- Only well-segmented markets show dependable reactions
- Customers consistently buy into perceived benefits—not the actual features of a product.
Take, for example, the "Boston Blunder." Last January, a marketing company hired by the owners of the Cartoon Network put up a campaign to boost a particular late night program with a cult following. The advertising team put electronic advertisement boards across the country in nine major cities, depicting a cartoon figure of blinking lights with a "finger up" gesture. It was a creative guerilla marketing stunt. Only Boston city officials got a little more creative by shutting the city down for alleged bomb scares and poached the publicity that was meant for the cartoon characters. Despite the fact that the devices had been in the same spots for approximately two weeks, city officials claimed that the city had suffered a sudden nervous breakdown from the suspicious devices and that the monetary losses for the consequent closing down of the city was more than $500,000.
Recent history shows that city officials have suffered and reacted adversely toward guerilla marketing pranks in the past. In fact, the city officials of San Francisco charged a fine of $120,000 against IBM in 2001 for spray-painting "Peace, Love, and Linux" on city streets.
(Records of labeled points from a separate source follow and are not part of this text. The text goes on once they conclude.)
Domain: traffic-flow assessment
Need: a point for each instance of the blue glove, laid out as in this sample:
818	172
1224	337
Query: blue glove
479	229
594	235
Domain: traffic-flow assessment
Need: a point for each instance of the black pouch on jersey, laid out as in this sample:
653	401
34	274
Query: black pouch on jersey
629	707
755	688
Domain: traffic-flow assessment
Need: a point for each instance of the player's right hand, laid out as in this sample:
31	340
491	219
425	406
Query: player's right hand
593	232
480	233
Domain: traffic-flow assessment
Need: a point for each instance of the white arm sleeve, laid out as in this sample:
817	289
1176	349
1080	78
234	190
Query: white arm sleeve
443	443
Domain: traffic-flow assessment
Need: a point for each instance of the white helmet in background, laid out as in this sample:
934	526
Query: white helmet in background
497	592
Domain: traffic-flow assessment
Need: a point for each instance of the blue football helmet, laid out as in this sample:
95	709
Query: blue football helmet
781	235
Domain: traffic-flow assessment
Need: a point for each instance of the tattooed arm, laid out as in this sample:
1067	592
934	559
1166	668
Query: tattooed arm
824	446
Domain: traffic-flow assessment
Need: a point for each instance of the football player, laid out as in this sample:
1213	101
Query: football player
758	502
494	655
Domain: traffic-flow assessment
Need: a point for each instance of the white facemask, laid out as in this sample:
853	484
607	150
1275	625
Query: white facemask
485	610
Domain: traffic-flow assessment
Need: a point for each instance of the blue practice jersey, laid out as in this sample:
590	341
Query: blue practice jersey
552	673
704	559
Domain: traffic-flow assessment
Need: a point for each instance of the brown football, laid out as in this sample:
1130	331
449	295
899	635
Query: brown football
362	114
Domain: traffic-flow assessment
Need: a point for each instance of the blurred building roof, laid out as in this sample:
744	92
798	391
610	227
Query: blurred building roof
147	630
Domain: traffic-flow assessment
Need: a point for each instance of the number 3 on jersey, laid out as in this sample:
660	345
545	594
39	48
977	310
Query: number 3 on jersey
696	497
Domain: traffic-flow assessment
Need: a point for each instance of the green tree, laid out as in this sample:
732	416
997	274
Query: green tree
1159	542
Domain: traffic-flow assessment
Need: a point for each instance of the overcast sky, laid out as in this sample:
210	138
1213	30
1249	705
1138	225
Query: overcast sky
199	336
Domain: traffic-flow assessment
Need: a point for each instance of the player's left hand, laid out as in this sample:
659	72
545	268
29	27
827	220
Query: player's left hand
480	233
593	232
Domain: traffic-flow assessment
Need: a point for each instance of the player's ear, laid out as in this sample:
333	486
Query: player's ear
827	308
Similarly, in 2002, Microsoft was let off the hook by the New York City Council with a mere warning and a $50 token fine for littering Manhattan with butterfly stickers. These instances, however, were more about breaking city rules than any failure in marketing strategy or tactics.
The drawback in the "Boston Blunder" was its target segmentation. The advertisement devices carried a symbolic message understood to any degree of coherence only by a closed niche market, but they were exposed to the gaze of an undifferentiated mass market. The targeted metropolitan crowd ranged across geographic, demographic, socioeconomic, and psychographic boundaries. It was definite that such uncategorized individuals would show great variation in their responses when perceiving a meaningless message. The advertisement boards contained glowing lights and wires; nothing to indicate their source or meaning. Considering the condition of a post 9/11 country continually shaken by the present "war against terror," the marketers could have avoided such a representation that did not deliver any plain meaning to the targeted masses, but instead, was open to panicky interpretations and served to alienate rather than assimilate.
The backlash of the failure in target segmentation included mass panic in Boston and the temporary close down of the city. City officials also accused two persons associated with the campaign of committing crimes. The advertisement agency and Turner Broadcasting (owners of the Cartoon Network) had to settle with government agencies to shell out $2 million to cover real and assumed losses, and the talented Jim Samples, head of Cartoon Network, had to resign from his job.
Still, the marketing program and the much-publicized backlash have not contributed to a significant rise in the number of viewers for the cartoon program. Considering that, the campaign took place in nine cities and the only negative reaction was in Boston. The consumer verdict on the campaign seems to be quite clear. Nothing fails like failure.